Is there a rose in the book The Name of the Rose by Umberto Eco?
January 2, 2005 10:17 PM   Subscribe

In the book The Name of the Rose by Umberto Eco, is there a rose in the book? I think I might have missed that reference. What name and what rose is the title referring to?
posted by timyang to Media & Arts (11 answers total)
The book's title comes from the last line of the book, stat rosa pristina nomine, nomina nuda tenemus (the rose remains fresh in name only, and we have only the name).

In Eco's own words:
Since the publication of The Name of the Rose I have received a number of letters from readers who want to know the meaning of the final Latin hexameter, and why this hexameter inspired the book's title. I answer that the verse is from De contemptu mundi by Bernard of Morlay, a twelfth-century Benedictine, whose poem is a variation on the "ubi sunt" theme (most familiar in Villon's later "Mais ou sont les neiges d'antan"). But to the usual topos (the great of yesteryear, the once-famous cities, the lovely princesses: everything disappears into the void), Bernard adds that all these departed things leave (only, or at least) pure names behind them. I remember that Abelard used the example of the sentence "Nulla rosa est" to demonstrate how language can speak of both the nonexistent and the destroyed. And having said this, I leave the reader to arrive at his own conclusions.
Elsewhere, he says seemed like a good title to me because it was generic, and because in the course of the history of mysticism and literature, the rose had taken on so many different meanings, often contradictory ones, that I hoped it would not lend itself to one-sided interpretations.

But it was pointless: everyone tried to find a precise meaning and many saw in it a reference to Shakespeare's "A rose by any other name," which means exactly the opposite of what [Morlay] intended.
posted by jimfl at 10:38 PM on January 2, 2005

The Rosy Cross.
posted by stavrosthewonderchicken at 10:38 PM on January 2, 2005

Or, you know, not.
posted by stavrosthewonderchicken at 10:38 PM on January 2, 2005

Response by poster: Thanks, that cleared that up!
posted by timyang at 10:53 PM on January 2, 2005

I realized too late that we were talking about The Name of The Rose, not Foucault's Pendulum, which I love with a passion (well, I love most of Eco's stuff, to be honest) and my brain exploded. Sorry.
posted by stavrosthewonderchicken at 11:14 PM on January 2, 2005

It might be worth pointing out that at the end of the book the monastery is destroyed and we never actually learn its name.
posted by thatwhichfalls at 12:38 AM on January 3, 2005

For the record, the French "Mais ou sont les neiges d'antan" translates to "But where are the snowfalls of yesteryear".
posted by furtive at 3:11 AM on January 3, 2005

In the film, the rose is the girl (who remains nameless). I haven't read the book, so I don't know if there even was a girl or if that was just a Hollywood invention.
posted by zanni at 4:25 AM on January 3, 2005

Yeah, the girl is in the book, and he never learns her name.

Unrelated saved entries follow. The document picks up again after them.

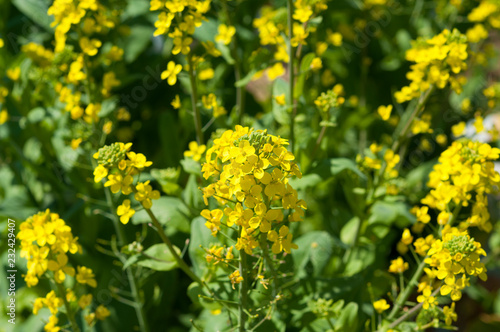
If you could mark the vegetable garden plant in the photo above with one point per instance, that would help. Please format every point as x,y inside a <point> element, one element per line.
<point>237,165</point>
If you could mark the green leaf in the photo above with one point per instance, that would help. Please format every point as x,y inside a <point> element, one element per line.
<point>161,258</point>
<point>137,41</point>
<point>201,237</point>
<point>316,247</point>
<point>348,319</point>
<point>36,10</point>
<point>336,166</point>
<point>170,212</point>
<point>245,80</point>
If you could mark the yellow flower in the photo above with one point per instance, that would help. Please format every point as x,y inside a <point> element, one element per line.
<point>275,71</point>
<point>282,240</point>
<point>458,129</point>
<point>4,116</point>
<point>145,194</point>
<point>334,38</point>
<point>90,46</point>
<point>385,112</point>
<point>176,103</point>
<point>85,276</point>
<point>225,34</point>
<point>280,100</point>
<point>381,305</point>
<point>316,64</point>
<point>100,173</point>
<point>75,143</point>
<point>213,219</point>
<point>195,151</point>
<point>85,300</point>
<point>407,238</point>
<point>478,123</point>
<point>101,312</point>
<point>398,265</point>
<point>210,48</point>
<point>14,73</point>
<point>206,74</point>
<point>235,278</point>
<point>107,127</point>
<point>171,73</point>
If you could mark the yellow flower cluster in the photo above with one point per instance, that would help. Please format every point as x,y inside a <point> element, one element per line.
<point>465,168</point>
<point>453,259</point>
<point>88,18</point>
<point>438,61</point>
<point>187,16</point>
<point>251,169</point>
<point>39,54</point>
<point>119,165</point>
<point>90,14</point>
<point>46,242</point>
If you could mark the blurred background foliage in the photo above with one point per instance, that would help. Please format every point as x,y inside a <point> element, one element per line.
<point>40,170</point>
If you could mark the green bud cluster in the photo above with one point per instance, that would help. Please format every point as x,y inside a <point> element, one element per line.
<point>460,244</point>
<point>111,155</point>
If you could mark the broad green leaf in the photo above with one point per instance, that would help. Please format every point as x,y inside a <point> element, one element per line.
<point>161,258</point>
<point>170,211</point>
<point>335,166</point>
<point>137,41</point>
<point>36,10</point>
<point>316,247</point>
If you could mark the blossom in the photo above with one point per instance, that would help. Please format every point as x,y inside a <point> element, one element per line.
<point>385,112</point>
<point>225,34</point>
<point>125,211</point>
<point>171,73</point>
<point>195,151</point>
<point>381,305</point>
<point>398,265</point>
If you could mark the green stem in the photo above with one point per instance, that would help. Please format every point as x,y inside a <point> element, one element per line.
<point>416,111</point>
<point>291,75</point>
<point>240,91</point>
<point>410,313</point>
<point>180,262</point>
<point>407,292</point>
<point>69,312</point>
<point>243,291</point>
<point>134,285</point>
<point>194,100</point>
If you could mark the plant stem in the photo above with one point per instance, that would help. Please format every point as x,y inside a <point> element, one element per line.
<point>243,291</point>
<point>69,312</point>
<point>291,75</point>
<point>407,292</point>
<point>134,285</point>
<point>240,91</point>
<point>182,265</point>
<point>194,100</point>
<point>420,106</point>
<point>410,312</point>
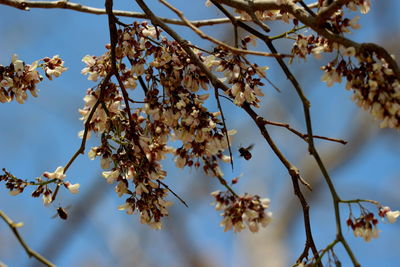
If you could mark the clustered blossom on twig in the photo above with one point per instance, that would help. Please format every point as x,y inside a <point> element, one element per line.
<point>365,225</point>
<point>241,211</point>
<point>17,185</point>
<point>18,78</point>
<point>375,85</point>
<point>172,110</point>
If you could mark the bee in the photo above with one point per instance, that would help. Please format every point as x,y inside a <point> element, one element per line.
<point>245,152</point>
<point>62,213</point>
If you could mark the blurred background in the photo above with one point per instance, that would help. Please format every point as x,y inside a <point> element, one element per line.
<point>42,134</point>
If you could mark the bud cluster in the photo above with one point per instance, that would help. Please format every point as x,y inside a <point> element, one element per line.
<point>18,78</point>
<point>172,110</point>
<point>242,211</point>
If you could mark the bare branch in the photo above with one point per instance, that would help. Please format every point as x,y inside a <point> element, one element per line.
<point>26,5</point>
<point>31,253</point>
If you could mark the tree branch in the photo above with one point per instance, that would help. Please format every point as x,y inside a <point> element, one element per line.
<point>26,5</point>
<point>31,253</point>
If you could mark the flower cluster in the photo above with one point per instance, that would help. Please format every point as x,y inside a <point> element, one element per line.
<point>18,78</point>
<point>390,215</point>
<point>242,77</point>
<point>364,226</point>
<point>242,211</point>
<point>17,185</point>
<point>363,5</point>
<point>376,87</point>
<point>137,134</point>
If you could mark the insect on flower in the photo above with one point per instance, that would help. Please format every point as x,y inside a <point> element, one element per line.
<point>245,152</point>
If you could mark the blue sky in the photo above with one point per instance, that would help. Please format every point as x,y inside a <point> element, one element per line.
<point>42,134</point>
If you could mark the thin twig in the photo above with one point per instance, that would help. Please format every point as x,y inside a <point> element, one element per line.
<point>303,136</point>
<point>31,253</point>
<point>26,5</point>
<point>216,41</point>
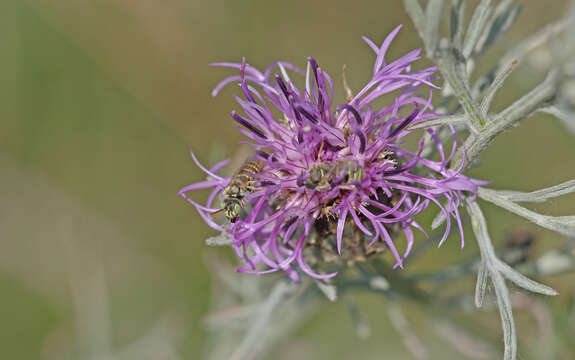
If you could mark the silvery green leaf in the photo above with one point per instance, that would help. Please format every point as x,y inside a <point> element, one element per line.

So Villon's poem is what Yossarian is parodying in Catch 22, huh? I never got that.
posted by emyd at 6:22 AM on January 3, 2005

It's from Villon's Ballade (des dames de temps jadis) [Ballad (of the ladies of times past)]

La royne Blanche comme lis
Qui chantoit a voix de seraine,
Berte au grand pié, Beatris, Alis,
Haremburgis qui tint le Maine,
Et Jehanne la bonne Lorraine
Qu’Englois brulerent a Rouan;
Ou sont ilz, ou, Vierge souvraine?
Mais ou sont les neiges d’antan?

Queen Blanche, like a lily
Who sang with a mermaid's voice
Bertha Bigfoot, Beatrice, Alis,
Arembourg, heiress to the Maine,
And Joan, the maid of Lorraine
Whom the English burned at Rouen
Where are they, where, o sovereign Virgin?
And where are the snows of yesteryear? (lame translation mine)

A gorgeous poem. The idea is that all the famously beautiful women of the past are now dead, as vanished as the snows of previous years. Villon was the tits.
posted by Sidhedevil at 12:24 PM on January 3, 2005


I enjoyed the book but never quite bought the explanation for much of the story. It was a reaction to a book on comedy? Why hide this book away and kill those who read it? Couldn't it have been destroyed years ago if the monk (who's name escapes me) had so chosen? Is it really plausible that someone could react with such venom to writings about the nature of humor? Eco couldn't convince me, but perhaps a clever Mefite can.